Aucune réponse ne lui vint, et le garçon fit prudemment un pas à l'intérieur. Mais aussitôt la porte fermée, une femme apparut devant lui, le dominant de toute sa taille. Levant la tête, il fit de son mieux pour garder son masque d'indifférence.
« Où est-ce que tu étais Kyoya ? » demanda la mère du garçon, sa bouche formant une moue dédaigneuse. « Ça fait des heures que l'école est finie. »
« Je suis allé chez un ami, pour faire mes devoirs. » répondit immédiatement le gamin.
« Oh vraiment ? Sans me prévenir d'abord? »
Kyoya haussa les épaules. « J'ai essayé de te le dire, mais tu étais trop occupée à embrasser ton copain. »
Perdant son calme, la jeune femme attrapa l'épaule de son fils et le gifla. « Ne me parle pas sur ce ton, jeune homme ! Va dans ta chambre immédiatement ! »

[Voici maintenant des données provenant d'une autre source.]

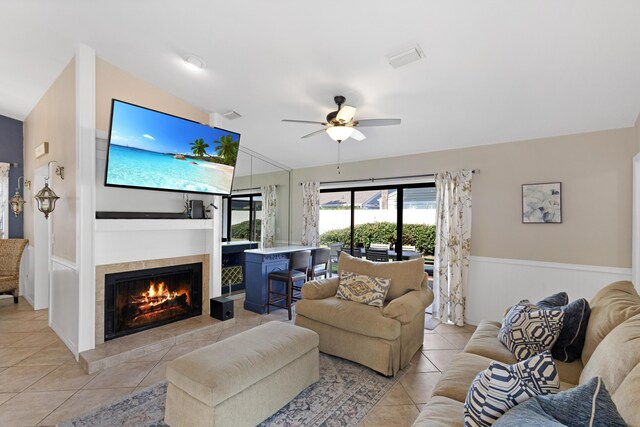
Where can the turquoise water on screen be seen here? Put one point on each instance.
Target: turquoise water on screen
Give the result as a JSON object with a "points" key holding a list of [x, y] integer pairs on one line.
{"points": [[141, 168]]}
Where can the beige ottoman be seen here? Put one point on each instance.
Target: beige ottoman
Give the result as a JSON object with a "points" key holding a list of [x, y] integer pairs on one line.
{"points": [[242, 380]]}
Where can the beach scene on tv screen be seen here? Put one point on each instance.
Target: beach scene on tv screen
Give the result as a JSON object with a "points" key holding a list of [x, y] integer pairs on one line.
{"points": [[155, 150]]}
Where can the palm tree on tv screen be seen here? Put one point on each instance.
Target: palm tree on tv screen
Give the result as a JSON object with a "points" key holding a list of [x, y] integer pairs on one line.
{"points": [[199, 147], [227, 149]]}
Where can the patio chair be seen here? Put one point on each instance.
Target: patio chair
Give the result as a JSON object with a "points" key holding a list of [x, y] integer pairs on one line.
{"points": [[10, 256], [379, 246], [378, 255]]}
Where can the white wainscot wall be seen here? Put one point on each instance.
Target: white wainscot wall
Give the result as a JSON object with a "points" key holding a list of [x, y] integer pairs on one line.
{"points": [[64, 308], [496, 283], [26, 276]]}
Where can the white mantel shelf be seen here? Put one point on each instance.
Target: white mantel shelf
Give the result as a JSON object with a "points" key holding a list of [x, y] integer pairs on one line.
{"points": [[128, 225]]}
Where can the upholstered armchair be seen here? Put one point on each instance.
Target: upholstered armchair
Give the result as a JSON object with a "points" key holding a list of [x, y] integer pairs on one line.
{"points": [[382, 338], [10, 255]]}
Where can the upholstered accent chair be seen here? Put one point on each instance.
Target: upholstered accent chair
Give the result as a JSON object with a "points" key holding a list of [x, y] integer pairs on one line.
{"points": [[382, 338], [10, 255]]}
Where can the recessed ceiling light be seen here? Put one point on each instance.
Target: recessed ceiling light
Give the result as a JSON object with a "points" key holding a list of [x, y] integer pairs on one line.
{"points": [[194, 62], [231, 115]]}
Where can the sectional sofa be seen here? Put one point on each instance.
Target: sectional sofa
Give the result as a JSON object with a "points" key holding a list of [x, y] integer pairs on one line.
{"points": [[611, 351]]}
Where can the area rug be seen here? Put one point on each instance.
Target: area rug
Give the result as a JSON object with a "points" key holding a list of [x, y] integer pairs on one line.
{"points": [[344, 395]]}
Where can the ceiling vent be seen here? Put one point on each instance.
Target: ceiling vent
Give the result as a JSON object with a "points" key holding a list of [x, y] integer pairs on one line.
{"points": [[231, 115], [405, 57]]}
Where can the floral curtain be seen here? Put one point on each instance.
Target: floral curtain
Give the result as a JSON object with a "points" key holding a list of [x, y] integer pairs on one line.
{"points": [[453, 245], [4, 200], [269, 206], [310, 213]]}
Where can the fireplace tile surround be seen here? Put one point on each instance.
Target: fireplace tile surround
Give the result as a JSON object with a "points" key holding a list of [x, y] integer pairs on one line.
{"points": [[102, 270]]}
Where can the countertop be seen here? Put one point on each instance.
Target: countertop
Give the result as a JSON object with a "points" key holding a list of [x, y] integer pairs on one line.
{"points": [[279, 250]]}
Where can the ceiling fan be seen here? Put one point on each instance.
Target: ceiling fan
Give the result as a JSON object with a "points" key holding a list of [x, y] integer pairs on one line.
{"points": [[340, 124]]}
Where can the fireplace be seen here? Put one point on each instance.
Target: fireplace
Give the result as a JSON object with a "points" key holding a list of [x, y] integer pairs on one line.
{"points": [[143, 299]]}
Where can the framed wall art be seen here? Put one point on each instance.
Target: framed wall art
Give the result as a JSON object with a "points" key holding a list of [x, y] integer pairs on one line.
{"points": [[542, 203]]}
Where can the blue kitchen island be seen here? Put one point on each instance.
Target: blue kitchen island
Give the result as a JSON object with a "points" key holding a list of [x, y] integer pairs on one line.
{"points": [[258, 263]]}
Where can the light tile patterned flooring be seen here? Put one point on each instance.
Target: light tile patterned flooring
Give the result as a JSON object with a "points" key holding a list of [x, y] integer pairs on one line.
{"points": [[42, 384]]}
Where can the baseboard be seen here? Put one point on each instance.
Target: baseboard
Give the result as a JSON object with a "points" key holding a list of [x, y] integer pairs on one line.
{"points": [[70, 345]]}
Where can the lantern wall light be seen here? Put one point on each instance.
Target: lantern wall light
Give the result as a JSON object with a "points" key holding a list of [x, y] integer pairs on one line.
{"points": [[46, 197]]}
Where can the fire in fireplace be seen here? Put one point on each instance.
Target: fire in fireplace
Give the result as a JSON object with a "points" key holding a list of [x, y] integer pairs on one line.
{"points": [[142, 299]]}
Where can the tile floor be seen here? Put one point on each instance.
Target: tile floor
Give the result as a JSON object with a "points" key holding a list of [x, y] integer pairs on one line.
{"points": [[42, 384]]}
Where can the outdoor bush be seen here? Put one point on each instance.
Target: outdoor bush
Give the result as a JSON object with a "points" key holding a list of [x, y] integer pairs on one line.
{"points": [[422, 236], [241, 230]]}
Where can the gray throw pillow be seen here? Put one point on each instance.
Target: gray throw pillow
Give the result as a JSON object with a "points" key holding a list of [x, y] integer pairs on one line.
{"points": [[586, 405], [555, 300], [528, 330], [569, 345]]}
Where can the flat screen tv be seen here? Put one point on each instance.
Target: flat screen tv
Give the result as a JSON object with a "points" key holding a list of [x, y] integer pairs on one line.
{"points": [[157, 151]]}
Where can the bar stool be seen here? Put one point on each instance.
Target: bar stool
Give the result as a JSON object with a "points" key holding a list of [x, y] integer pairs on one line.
{"points": [[298, 270], [320, 263]]}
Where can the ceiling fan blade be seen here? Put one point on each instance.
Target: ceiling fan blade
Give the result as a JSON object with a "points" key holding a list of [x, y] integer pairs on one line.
{"points": [[312, 133], [346, 113], [305, 121], [377, 122], [357, 135]]}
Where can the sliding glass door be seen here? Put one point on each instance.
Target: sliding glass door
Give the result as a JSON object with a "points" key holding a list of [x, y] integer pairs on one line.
{"points": [[400, 218]]}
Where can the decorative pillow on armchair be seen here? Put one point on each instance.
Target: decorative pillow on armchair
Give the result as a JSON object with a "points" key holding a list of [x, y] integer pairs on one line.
{"points": [[569, 345], [528, 330], [363, 289], [501, 387]]}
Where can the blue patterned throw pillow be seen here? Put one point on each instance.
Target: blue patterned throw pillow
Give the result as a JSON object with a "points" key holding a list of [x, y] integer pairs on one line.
{"points": [[528, 330], [588, 404], [501, 387], [569, 345]]}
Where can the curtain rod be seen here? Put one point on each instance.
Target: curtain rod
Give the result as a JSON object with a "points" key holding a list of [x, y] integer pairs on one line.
{"points": [[249, 189], [429, 175]]}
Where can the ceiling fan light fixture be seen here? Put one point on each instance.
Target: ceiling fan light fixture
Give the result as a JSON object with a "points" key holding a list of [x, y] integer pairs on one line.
{"points": [[339, 133]]}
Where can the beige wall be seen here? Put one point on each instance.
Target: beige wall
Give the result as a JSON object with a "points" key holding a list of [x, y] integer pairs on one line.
{"points": [[595, 171], [54, 120], [113, 82], [637, 128]]}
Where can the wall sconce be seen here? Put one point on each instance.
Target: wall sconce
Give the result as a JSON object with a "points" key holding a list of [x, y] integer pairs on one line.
{"points": [[46, 198], [17, 202]]}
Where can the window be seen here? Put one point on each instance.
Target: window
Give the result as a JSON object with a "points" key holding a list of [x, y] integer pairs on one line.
{"points": [[394, 216], [242, 218]]}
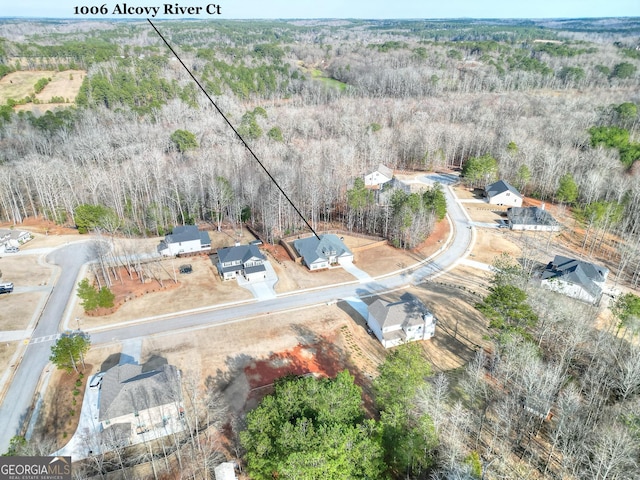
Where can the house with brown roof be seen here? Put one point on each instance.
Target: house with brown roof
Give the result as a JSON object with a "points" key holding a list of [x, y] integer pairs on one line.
{"points": [[378, 177], [407, 320], [575, 278], [137, 401], [242, 260], [318, 253], [503, 193]]}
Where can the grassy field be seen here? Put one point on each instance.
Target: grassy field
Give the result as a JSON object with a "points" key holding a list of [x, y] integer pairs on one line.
{"points": [[18, 85]]}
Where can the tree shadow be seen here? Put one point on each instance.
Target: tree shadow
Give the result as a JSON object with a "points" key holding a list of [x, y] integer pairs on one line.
{"points": [[223, 378], [111, 361], [155, 362]]}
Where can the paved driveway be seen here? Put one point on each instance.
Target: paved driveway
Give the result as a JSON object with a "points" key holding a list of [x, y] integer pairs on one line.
{"points": [[361, 275], [263, 289]]}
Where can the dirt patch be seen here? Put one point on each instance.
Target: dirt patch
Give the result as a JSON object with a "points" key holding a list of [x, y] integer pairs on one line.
{"points": [[17, 309], [491, 243], [292, 276], [24, 270], [63, 402], [55, 419], [7, 349], [464, 193], [202, 288], [483, 212]]}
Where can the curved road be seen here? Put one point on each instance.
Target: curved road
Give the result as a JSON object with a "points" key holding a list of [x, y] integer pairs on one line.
{"points": [[71, 258], [17, 401]]}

Kyoya ressortit de la pièce sans ajouter un autre mot, soulagé de s'en être sorti à si bon compte. Tandis qu'il s'éloignait, le garçon entendit distinctement sa mère marmonner dans son dos. « Ah je le jure, si j'avais pu contacter son père, ça fait longtemps qu'il ne serait plus là. »
Cette déclaration ne troubla absolument pas le garçon, qui monta dans sa chambre l'air de rien. Une fois arrivée dans son paradis, il posa son sac à dos et ouvrit une de ses poches. Il en sortit une vieille photo abîmée par le temps…, une moitié de photo pour être plus précis. On y voyait un homme, un occidental, beau avec ses cheveux blonds et ses yeux bleu saphir. Il ne souriait pas vraiment mais une étincelle de bonheur faisait briller son regard.
Kyoya fixa longuement la photo, c'était un de ses seuls trésors.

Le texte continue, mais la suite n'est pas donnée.